TBR adds that CAGRs in all subregions in APAC will decline during the forecast period due to the impact of M&A activity in India and post-peak LTE spend in the region, driven by China.

If TBR’s forecast is anywhere near accurate, that’s not good news for vendors like Nokia, who reported an 87% plunge in operating profits for its network business for Q1 2018. CEO Rajeev Suri said he’s confident that with 5G arriving sooner than expected, and with high-profile 5G launches expected by operators in the US and China scheduled for the end of the year, the next-gen technology will push network equipment revenues back up.

However, TBR isn’t the only analyst firm skeptical of the notion of 5G as a capex bonanza for vendors.

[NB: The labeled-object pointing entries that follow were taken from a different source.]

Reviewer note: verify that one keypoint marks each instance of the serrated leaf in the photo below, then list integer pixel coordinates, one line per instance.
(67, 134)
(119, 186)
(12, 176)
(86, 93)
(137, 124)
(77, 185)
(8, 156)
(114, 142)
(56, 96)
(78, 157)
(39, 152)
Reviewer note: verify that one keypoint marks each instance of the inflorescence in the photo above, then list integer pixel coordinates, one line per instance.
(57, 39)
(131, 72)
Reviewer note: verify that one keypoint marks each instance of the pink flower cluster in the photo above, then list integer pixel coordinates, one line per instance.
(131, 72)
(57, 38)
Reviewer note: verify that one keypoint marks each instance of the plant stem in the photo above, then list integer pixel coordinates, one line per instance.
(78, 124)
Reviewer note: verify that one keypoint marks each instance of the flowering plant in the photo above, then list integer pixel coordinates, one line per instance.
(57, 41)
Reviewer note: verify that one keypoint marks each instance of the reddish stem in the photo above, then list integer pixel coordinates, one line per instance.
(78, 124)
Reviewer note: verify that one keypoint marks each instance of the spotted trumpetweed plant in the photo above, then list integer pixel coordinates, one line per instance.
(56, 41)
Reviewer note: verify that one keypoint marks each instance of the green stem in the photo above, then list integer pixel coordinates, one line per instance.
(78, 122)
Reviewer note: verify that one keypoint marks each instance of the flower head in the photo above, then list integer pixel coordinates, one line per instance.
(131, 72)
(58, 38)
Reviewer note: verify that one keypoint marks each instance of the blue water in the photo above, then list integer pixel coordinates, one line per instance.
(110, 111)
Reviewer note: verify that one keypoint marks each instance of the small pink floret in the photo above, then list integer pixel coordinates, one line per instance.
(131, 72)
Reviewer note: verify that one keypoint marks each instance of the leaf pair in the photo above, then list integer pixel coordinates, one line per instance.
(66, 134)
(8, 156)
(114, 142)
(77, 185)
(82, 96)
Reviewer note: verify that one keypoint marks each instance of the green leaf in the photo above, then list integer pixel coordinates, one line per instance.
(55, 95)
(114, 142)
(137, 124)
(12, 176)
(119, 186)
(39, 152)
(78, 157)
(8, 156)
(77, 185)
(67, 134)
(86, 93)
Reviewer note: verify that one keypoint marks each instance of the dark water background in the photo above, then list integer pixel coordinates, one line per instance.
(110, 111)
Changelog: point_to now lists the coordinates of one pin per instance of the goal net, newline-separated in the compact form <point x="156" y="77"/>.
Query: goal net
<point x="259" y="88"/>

Earlier this year, Rethink Research issued a report which found that for the most part, operators aren’t prepared to sink that much money into 5G when the business case for it isn’t clear – they’re more interested in getting the most out of their existing 4G networks. So while they will be spending money on next-gen architectures, virtualized RANs, hyper-densification, and massive MIMO antenna arrays, most will deploy them in existing 4G networks.

That may be why Huawei Technologies – who has been leading the 5G hype brigade for the last few years – is now dialing down the “5G is now” marketing message and focusing more on beefing up 4G to serve in the overall 5G ecosystem whenever operators are ready to go the full monty.

Meanwhile, the TBR forecast also expects professional services to be the fastest-growing services segment through the forecast period, driven by operator transformation efforts. TBR also says investments in NFV, SDN, cloud and automation will reduce the volume of product-attached services.

TBR also noted that software-centric vendors will relatively outperform hardware-centric vendors on a relative basis “because they will be best able to withstand as well as capitalize on the opportunities that NFV, SDN and cloud provide.”